自転車の荷台に豚を乗せて歩く住民。販売可能な地域では、豚肉は1キロあたり5000ウォン(約120円)で取引きされていると、北朝鮮内部で取材を行う金東哲(キム・ドンチョル)記者は語る。コメの約2.5倍の値がついている計算だ。2010年6月 平安南道 撮影 金東哲(アジアプレス)

 

◇平壌市郊外の江東郡で12月上旬に発生

口蹄疫発生の第一報は12月半ばだった。
北朝鮮内部の取材パートナーの李美英(リ・ミヨン)氏がアジアプレスに電話で報告してきたところによると、
「12月上旬に平壌市郊外の江東(カンドン)郡の九賓(グビン)里で家畜の伝染病が発生して、当局が他地域との移動統制を強化している」
とのことだった。

その後、アジアプレスでは北朝鮮内部で取材活動をする金東哲(キム・ドンチョル)氏に確認を依頼。12月26日の電話で
「病気は口蹄疫。江東郡と隣接する地域の市場で豚肉の販売が一切禁止されている。検問も強化されて住民の出入りが不自由になっている」
と伝えてきた。

金記者は1月16日の通話でも、口蹄疫は収まる気配が見えないと伝えてきている。
ただ、牛は北朝鮮では基本的に食用ではないため、もともと販売されておらず、市場への影響はないという。

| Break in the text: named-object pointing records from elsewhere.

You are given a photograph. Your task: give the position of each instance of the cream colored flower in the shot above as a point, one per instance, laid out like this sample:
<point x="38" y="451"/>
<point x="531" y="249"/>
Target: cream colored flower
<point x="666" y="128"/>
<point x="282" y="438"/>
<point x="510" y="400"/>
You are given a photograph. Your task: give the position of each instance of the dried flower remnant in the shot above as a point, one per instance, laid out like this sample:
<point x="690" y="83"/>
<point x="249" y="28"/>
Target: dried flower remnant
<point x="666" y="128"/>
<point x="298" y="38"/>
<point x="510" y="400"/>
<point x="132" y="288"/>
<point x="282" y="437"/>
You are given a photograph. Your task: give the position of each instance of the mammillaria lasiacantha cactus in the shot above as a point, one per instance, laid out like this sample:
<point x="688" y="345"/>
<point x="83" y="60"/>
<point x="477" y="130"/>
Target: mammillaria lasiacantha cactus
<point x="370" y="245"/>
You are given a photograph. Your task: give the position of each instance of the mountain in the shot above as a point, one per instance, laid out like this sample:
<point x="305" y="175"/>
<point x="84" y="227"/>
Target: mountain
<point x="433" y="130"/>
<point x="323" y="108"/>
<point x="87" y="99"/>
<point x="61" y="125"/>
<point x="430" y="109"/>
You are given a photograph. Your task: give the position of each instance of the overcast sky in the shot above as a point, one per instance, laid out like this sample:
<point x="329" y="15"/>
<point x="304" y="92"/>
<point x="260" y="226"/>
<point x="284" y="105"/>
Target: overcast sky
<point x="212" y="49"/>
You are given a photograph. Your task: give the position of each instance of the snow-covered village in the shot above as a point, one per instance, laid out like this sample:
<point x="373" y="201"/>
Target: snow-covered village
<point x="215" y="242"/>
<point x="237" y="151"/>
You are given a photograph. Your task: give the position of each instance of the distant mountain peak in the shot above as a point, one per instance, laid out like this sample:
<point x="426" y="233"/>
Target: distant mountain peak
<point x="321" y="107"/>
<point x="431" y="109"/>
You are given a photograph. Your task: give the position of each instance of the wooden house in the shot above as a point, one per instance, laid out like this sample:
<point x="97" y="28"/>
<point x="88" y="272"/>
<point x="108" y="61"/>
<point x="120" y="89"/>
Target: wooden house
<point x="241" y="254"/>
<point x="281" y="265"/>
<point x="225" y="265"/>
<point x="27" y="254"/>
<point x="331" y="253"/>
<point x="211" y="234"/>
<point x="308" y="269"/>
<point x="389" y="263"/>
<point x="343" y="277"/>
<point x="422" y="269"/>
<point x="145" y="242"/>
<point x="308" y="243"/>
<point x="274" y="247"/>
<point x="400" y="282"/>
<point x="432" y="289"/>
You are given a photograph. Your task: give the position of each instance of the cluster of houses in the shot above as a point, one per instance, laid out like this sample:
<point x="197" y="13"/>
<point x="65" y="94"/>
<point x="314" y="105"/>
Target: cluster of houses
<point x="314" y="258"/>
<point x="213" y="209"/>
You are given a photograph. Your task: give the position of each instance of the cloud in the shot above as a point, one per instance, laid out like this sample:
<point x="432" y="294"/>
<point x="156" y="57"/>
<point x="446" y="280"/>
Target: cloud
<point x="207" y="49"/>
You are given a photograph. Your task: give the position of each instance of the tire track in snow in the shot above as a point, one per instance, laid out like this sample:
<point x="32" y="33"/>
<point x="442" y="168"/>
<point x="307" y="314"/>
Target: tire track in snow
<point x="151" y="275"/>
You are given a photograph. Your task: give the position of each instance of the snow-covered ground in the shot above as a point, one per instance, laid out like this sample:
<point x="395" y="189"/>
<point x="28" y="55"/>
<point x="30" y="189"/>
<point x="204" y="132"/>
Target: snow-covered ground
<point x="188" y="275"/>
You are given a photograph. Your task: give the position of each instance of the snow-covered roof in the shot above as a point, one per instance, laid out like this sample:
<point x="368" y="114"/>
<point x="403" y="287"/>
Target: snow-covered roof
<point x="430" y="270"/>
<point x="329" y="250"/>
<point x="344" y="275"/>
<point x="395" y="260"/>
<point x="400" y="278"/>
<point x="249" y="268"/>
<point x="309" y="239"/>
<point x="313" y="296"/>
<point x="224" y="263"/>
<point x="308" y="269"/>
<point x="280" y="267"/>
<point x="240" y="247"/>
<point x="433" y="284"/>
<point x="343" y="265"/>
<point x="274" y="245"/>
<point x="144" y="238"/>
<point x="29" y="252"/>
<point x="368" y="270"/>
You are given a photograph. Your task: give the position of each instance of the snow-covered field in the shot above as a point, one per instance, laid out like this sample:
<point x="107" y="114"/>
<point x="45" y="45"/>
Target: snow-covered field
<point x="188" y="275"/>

市場で豚肉を売っている。豚肉商売は穀物商売よりも稼ぎが良いという。値段はグラム単位。秤を用い、重さを厳しくチェックして売る。2010年6月 平安南道 撮影 金東哲(キム・ドンチョル)(アジアプレス)

北朝鮮の公設市場の様子。売り手は場所代を払い、売り台を確保する。2009年11月末に行われた「貨幣交換(デノミ措置、通貨ウォンを100分の1に切り下げ)」により、市場での品物取引は大きく減り、今も3割以上減ったままだと、撮影者の金東哲記者は語る。写真は2枚とも北朝鮮の物流の一大中心地である平安南道の平城(ピョンソン)市場。2010年10月 撮影 金東哲(キム・ドンチョル)

 

現時点では、北部の地域からの発生情報は伝わっていない。